I took a quick look through Minnesota’s representative’s websites, and since none of that is out there, discussions at the town halls start from square one and go in several different directions, and soon the sticks will reappear.
And before this “information before hand on the web” approach gets discounted because of the demographic that attends town hall meetings, keep in mind the following: Boomers love Consumer Reports and my friend Chris’s grandpa shows up to church an hour early just to get a good parking spot. Being prepared and organized, not slogans on signs, is how the upper age brackets get their street cred.
Suggestion #2: Direct the discussion by giving people opportunities to connect directly via the web.
Medicare Part D was in many ways the precursor to DigitalTV—kids, help your parents understand the transition and get them up to speed on what this new prescription drug plan/TV not working is going to mean for them.
If your parents have recently joined facebook, send them some linkage on the healthcare debate, and follow it up with a phone call to talk through some of the needs of different demographics.

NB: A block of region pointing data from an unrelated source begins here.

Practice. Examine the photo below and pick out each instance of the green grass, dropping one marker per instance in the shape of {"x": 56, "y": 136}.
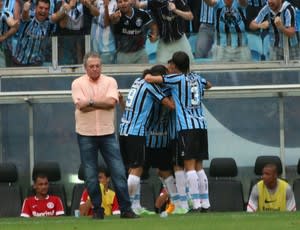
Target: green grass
{"x": 203, "y": 221}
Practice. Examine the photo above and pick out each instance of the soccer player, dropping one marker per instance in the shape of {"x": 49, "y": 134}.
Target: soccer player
{"x": 42, "y": 204}
{"x": 158, "y": 152}
{"x": 187, "y": 89}
{"x": 130, "y": 25}
{"x": 271, "y": 193}
{"x": 137, "y": 112}
{"x": 109, "y": 199}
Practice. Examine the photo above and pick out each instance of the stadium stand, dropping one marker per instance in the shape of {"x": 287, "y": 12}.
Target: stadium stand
{"x": 77, "y": 191}
{"x": 10, "y": 192}
{"x": 225, "y": 192}
{"x": 296, "y": 187}
{"x": 52, "y": 170}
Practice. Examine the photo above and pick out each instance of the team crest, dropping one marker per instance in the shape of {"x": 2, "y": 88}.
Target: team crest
{"x": 138, "y": 22}
{"x": 50, "y": 205}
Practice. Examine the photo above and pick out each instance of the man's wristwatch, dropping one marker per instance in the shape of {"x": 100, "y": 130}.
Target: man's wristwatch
{"x": 91, "y": 102}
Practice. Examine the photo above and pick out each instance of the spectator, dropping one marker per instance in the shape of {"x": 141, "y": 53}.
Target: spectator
{"x": 109, "y": 199}
{"x": 95, "y": 97}
{"x": 130, "y": 27}
{"x": 230, "y": 43}
{"x": 271, "y": 193}
{"x": 281, "y": 23}
{"x": 187, "y": 89}
{"x": 135, "y": 118}
{"x": 169, "y": 17}
{"x": 8, "y": 27}
{"x": 72, "y": 30}
{"x": 42, "y": 204}
{"x": 257, "y": 39}
{"x": 34, "y": 33}
{"x": 102, "y": 37}
{"x": 205, "y": 36}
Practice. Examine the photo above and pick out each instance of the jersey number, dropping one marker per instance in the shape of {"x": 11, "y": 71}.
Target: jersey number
{"x": 195, "y": 94}
{"x": 130, "y": 97}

Also, if you have kids, this might be a good time to use your new facebook profile to send junior some info basics on that coverage/claims/co-pays stuff, if you’re not blocked.
Additionally, broadcasters knew that the DTV transition was a huge change in their business, much like healthcare providers knew Part D was a big change and a public option is a big change. I haven’t seen a doctor at any of these town halls, and that’s an issue; but this is also an opportunity for healthcare providers who also struggle with the healthcare system to reach out to patients and their families to quell some of the more egregious misconceptions that are out there.

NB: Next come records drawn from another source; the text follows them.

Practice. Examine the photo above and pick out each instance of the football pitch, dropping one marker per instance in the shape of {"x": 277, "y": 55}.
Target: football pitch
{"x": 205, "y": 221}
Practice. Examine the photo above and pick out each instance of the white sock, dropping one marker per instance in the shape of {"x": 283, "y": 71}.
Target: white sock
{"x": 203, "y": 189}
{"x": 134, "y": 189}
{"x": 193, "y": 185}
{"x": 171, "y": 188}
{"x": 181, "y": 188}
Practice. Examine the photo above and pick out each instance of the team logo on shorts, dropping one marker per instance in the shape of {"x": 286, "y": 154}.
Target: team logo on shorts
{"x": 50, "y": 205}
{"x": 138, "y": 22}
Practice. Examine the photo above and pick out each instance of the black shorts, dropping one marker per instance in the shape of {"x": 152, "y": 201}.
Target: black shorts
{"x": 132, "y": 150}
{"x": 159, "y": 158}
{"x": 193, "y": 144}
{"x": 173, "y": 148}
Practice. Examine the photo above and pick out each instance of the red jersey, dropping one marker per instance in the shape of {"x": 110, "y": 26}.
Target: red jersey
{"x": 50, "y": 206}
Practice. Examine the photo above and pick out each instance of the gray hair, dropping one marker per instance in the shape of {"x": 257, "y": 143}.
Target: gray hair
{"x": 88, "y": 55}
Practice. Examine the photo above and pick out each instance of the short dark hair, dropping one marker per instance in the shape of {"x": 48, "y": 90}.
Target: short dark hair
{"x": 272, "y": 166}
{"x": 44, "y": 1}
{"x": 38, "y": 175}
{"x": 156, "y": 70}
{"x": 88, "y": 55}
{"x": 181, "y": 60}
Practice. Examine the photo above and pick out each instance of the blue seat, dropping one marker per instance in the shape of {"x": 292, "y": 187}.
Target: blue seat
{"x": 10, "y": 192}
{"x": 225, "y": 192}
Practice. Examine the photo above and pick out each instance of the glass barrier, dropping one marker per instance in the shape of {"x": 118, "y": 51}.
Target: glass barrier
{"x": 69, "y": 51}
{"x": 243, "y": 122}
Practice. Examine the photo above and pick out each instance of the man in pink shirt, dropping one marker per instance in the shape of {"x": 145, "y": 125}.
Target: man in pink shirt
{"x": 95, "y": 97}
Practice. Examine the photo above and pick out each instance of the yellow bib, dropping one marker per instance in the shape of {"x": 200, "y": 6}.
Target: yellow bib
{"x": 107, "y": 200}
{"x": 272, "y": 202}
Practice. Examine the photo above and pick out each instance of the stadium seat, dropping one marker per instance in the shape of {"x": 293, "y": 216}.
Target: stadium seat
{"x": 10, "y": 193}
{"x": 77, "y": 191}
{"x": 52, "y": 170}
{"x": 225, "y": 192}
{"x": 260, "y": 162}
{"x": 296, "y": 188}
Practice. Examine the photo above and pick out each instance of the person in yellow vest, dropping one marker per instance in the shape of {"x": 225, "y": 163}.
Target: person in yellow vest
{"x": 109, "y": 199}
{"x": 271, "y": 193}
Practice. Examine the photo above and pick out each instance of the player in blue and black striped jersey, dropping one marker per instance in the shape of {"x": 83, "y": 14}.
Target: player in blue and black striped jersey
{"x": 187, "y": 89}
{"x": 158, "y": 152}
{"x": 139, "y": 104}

Suggestion #3: Repeat the message by recording or livestreaming each event and post them online and email healthcare facilities and nursing homes to have screenings of the events.
If Minnesota has learned anything in the last year, it’s that having the UpTake show up and broadcast/record a contentious process does wonders for the public’s confidence in said process.
And with interest piqued, but some unable to make the town halls, yet so many of the same talking points repeated, this is a way to grow the healthcare debate in states and cities. “Hi, I’m Keith Ellison, and I’m Charles Olsen, Esq., and today during today’s craft time we’re going to show you last night’s hour long town hall discussion on healthcare.”
Video is easier now than ever, and it can help to add transparency and repetition to a message on a critical issue. It can also act as a starting point and a talking point and a shared item to go along all the propaganda that’s being thrown around.